In research, when should you tie yourself to the mast?

In statistics, there are two things we know not to do:

1. Keep screwing around with your data and analysis until you get the answer that you want. This is called p-hacking or researcher degrees of freedom or forking paths, and it’s a known strategy for getting government grants, papers in PNAS, keynote talks at psychology conferences, Ted talks, NPR appearances, and . . . unreplicable results.

2. Use a flawed model and ride it all the way down to the inferno, never letting go of the reins even when the problems are obvious. That way lies the madness that is regression discontinuity analysis, so-called unbiased estimation, and, to be fair, Bayesian inference with really bad priors.

These came up in recent discussions of forecasting the recent congressional elections:

1. News organizations have been criticized for searching for data of any sort that would support their expectations of a Republican wave.

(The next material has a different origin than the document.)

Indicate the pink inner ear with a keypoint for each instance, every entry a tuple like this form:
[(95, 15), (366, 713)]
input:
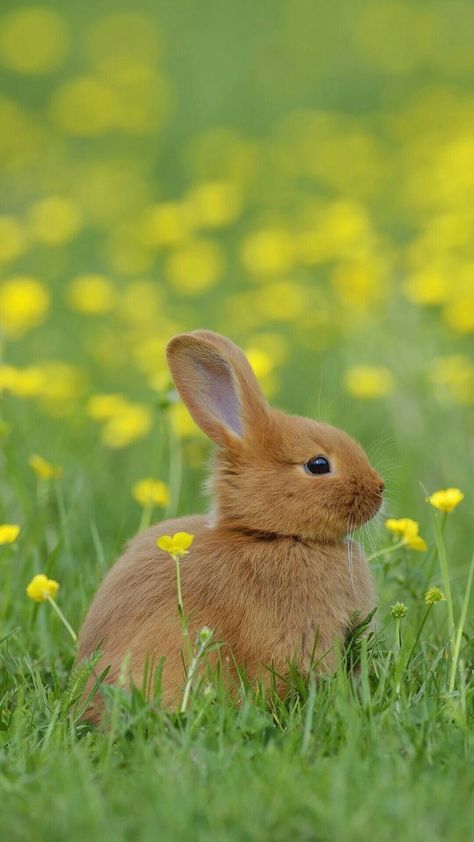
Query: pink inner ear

In this election, tying yourself to the mast of the polls would’ve worked well, and “researcher degrees of freedom” allowed lots of the news media to simply reify their “vibes.”

2. From the other direction, some news organizations tied their hands too much by including problematic polls, most notably there was fivethirtyeight.com which was reluctant to let go of the notoriously undocumented Trafalgar polls. Not allowing yourself to change your analysis in midstream prevents some forms of p-hacking or the equivalent, but at the cost of allowing clear problems to just sit there in your analysis.

No easy answers

There’s no easy answer here, and it’s something that Elliott, Merlin, and I had to deal with, back in 2020 when we found problems in our forecasting model—in the middle of the campaign, after our model’s first predictions had already been released. We bit the bullet and made some changes, deciding that, in this case, the problems with data-based model alteration were less than the problem of letting major known problems fester. Later on we found problems and more problems with our model but did not change it, not so much out of concern for forking paths as because fixing is itself not automatic and could introduce new issues.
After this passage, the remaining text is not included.